I’m really concerned when I read “We might fix this in the future” when referring to indexing sending to the cloud one’s confidential files.
We’re doing a trial of Cursor and will need to reconsider it until this is addressed properly.
@deanrie even though I have .env* on .cursorignore, those are still autocompleted, which means they’re being somehow processed/indexed, right? (I just tested turning off internet connection, and I confirm autocomplete only worked with the internet on - even those on .cursorignore)

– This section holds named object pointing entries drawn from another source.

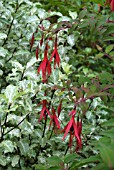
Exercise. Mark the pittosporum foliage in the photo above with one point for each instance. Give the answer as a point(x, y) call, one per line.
point(57, 85)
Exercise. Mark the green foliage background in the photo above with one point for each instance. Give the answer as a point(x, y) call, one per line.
point(87, 60)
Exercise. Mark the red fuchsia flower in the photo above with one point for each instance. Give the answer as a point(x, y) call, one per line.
point(32, 41)
point(44, 110)
point(55, 55)
point(37, 51)
point(54, 119)
point(112, 5)
point(75, 131)
point(111, 2)
point(79, 127)
point(42, 39)
point(73, 112)
point(59, 108)
point(45, 66)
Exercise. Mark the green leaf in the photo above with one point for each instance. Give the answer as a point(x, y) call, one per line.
point(54, 168)
point(15, 160)
point(107, 155)
point(8, 146)
point(109, 48)
point(66, 67)
point(32, 18)
point(24, 146)
point(3, 36)
point(91, 159)
point(108, 123)
point(100, 166)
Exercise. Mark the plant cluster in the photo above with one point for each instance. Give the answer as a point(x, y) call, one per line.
point(56, 84)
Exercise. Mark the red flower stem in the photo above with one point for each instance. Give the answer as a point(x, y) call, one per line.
point(53, 91)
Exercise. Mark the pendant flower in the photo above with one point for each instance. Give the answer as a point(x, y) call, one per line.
point(45, 66)
point(75, 129)
point(44, 111)
point(37, 51)
point(32, 41)
point(54, 119)
point(55, 55)
point(111, 2)
point(59, 108)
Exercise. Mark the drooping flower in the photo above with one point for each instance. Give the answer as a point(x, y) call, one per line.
point(112, 5)
point(44, 111)
point(73, 112)
point(32, 41)
point(79, 127)
point(59, 108)
point(37, 51)
point(75, 129)
point(111, 2)
point(54, 119)
point(45, 66)
point(55, 55)
point(42, 39)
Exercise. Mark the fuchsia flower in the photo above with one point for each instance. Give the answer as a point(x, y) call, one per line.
point(59, 108)
point(112, 5)
point(45, 66)
point(32, 41)
point(55, 55)
point(54, 119)
point(111, 2)
point(44, 111)
point(75, 129)
point(37, 51)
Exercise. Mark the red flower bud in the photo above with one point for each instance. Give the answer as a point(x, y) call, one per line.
point(32, 41)
point(37, 50)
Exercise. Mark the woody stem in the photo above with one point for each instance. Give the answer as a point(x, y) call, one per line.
point(53, 91)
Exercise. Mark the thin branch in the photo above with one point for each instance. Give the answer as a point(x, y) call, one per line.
point(46, 114)
point(16, 125)
point(17, 6)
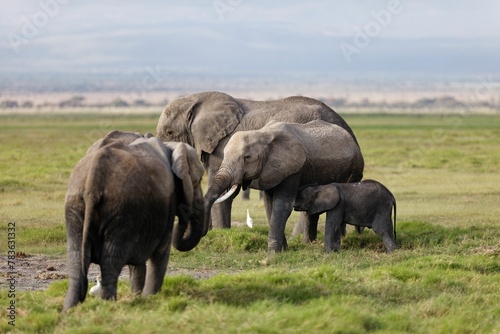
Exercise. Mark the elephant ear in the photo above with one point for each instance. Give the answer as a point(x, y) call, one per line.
point(326, 198)
point(214, 117)
point(187, 167)
point(285, 156)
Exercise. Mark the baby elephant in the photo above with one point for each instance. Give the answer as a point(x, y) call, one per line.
point(363, 204)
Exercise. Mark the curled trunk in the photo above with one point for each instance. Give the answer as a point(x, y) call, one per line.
point(190, 228)
point(222, 182)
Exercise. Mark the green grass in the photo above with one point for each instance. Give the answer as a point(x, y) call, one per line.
point(444, 278)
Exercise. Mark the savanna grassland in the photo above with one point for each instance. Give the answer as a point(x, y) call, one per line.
point(444, 171)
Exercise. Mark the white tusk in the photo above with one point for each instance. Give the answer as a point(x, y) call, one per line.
point(227, 195)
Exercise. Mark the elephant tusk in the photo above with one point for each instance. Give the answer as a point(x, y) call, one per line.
point(228, 194)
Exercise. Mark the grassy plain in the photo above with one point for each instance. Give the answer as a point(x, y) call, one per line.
point(444, 171)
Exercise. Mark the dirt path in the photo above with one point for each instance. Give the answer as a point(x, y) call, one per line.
point(37, 272)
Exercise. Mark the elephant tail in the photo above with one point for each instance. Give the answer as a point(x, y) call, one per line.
point(92, 197)
point(394, 205)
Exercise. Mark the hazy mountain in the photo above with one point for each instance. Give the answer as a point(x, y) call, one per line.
point(222, 36)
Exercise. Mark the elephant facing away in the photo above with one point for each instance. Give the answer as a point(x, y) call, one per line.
point(363, 204)
point(207, 121)
point(120, 207)
point(281, 158)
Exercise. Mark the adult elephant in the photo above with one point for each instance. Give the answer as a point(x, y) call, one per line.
point(280, 159)
point(207, 121)
point(122, 198)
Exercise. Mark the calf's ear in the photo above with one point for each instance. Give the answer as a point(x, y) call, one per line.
point(327, 197)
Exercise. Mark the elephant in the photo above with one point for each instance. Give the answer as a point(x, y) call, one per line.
point(281, 158)
point(363, 204)
point(120, 206)
point(207, 121)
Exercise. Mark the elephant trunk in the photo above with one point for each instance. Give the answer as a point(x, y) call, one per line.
point(222, 182)
point(190, 228)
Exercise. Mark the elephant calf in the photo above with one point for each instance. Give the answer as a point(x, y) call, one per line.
point(122, 199)
point(363, 204)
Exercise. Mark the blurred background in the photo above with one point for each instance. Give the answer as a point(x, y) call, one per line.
point(395, 55)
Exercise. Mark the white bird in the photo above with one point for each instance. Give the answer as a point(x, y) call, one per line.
point(96, 289)
point(249, 219)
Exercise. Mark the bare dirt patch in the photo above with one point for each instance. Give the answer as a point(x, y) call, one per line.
point(37, 272)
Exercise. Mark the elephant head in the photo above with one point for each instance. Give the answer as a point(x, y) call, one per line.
point(262, 157)
point(186, 167)
point(200, 120)
point(188, 171)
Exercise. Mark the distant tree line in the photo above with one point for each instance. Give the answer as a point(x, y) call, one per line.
point(445, 102)
point(78, 101)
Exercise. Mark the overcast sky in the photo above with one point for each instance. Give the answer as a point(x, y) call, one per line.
point(244, 36)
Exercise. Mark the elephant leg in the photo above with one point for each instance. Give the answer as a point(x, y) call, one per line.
point(156, 270)
point(137, 277)
point(268, 204)
point(78, 282)
point(282, 205)
point(333, 232)
point(383, 227)
point(246, 194)
point(110, 271)
point(221, 214)
point(311, 228)
point(300, 226)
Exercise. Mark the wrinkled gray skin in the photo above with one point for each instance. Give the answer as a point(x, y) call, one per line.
point(281, 158)
point(122, 198)
point(364, 204)
point(208, 120)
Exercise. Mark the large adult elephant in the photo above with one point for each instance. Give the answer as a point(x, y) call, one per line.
point(122, 198)
point(280, 159)
point(208, 120)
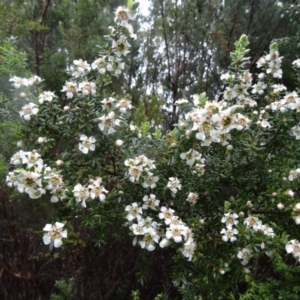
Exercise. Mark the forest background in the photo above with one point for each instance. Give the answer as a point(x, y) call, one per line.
point(182, 48)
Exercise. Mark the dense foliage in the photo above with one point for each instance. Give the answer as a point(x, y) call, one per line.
point(128, 207)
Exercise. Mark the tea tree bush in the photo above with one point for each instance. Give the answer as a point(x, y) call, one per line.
point(220, 190)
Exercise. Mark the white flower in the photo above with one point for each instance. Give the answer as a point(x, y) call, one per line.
point(166, 214)
point(54, 234)
point(81, 194)
point(87, 144)
point(133, 212)
point(80, 67)
point(228, 234)
point(119, 143)
point(42, 140)
point(58, 193)
point(28, 110)
point(46, 97)
point(135, 172)
point(70, 88)
point(97, 191)
point(296, 63)
point(253, 222)
point(191, 156)
point(149, 240)
point(176, 232)
point(230, 219)
point(139, 229)
point(122, 14)
point(151, 202)
point(150, 181)
point(245, 254)
point(264, 123)
point(192, 198)
point(174, 185)
point(188, 249)
point(123, 105)
point(100, 65)
point(293, 247)
point(121, 46)
point(87, 88)
point(108, 123)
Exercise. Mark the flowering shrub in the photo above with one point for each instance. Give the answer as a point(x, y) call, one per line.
point(220, 189)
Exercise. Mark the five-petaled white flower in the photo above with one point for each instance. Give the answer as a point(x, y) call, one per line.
point(28, 110)
point(174, 185)
point(229, 234)
point(46, 96)
point(87, 144)
point(54, 234)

If you could check @rubycon 's message here, they did a good job in pointing out what would be ideal from a data security perspective.
Cursor doesn’t un-index files that you add to .gitignore or .cursorignore. It will continue to use secrets from those files until you restart. This is unexpected behavior and almost caused me to commit a secret value that Cursor auto-completed into a file.
We do not index files that are gitignored or cursorignored. This is respected on the next re-index (which happens about every 10 minutes or upon restarting the editor)
Cursor Tab is separate from indexing and will run on any open file unless you have cpp disabled on the file’s language.
cursorignore was primarily build for the indexing feature for codebase-chat. I don’t want to index lots of large/unneeded files (like my node modules or generated protobuf files) in a large codebase. But, I’d still like autocomplete to be able to read from/write to many of them. Cursor Tab does not persist code or code-derived information, which is why we worry less about the storage overhead/privacy when reading these files vs indexing.
But, I still think it is important to be able to specify files that Cursor Tab should never see, so we will work on a solution for this.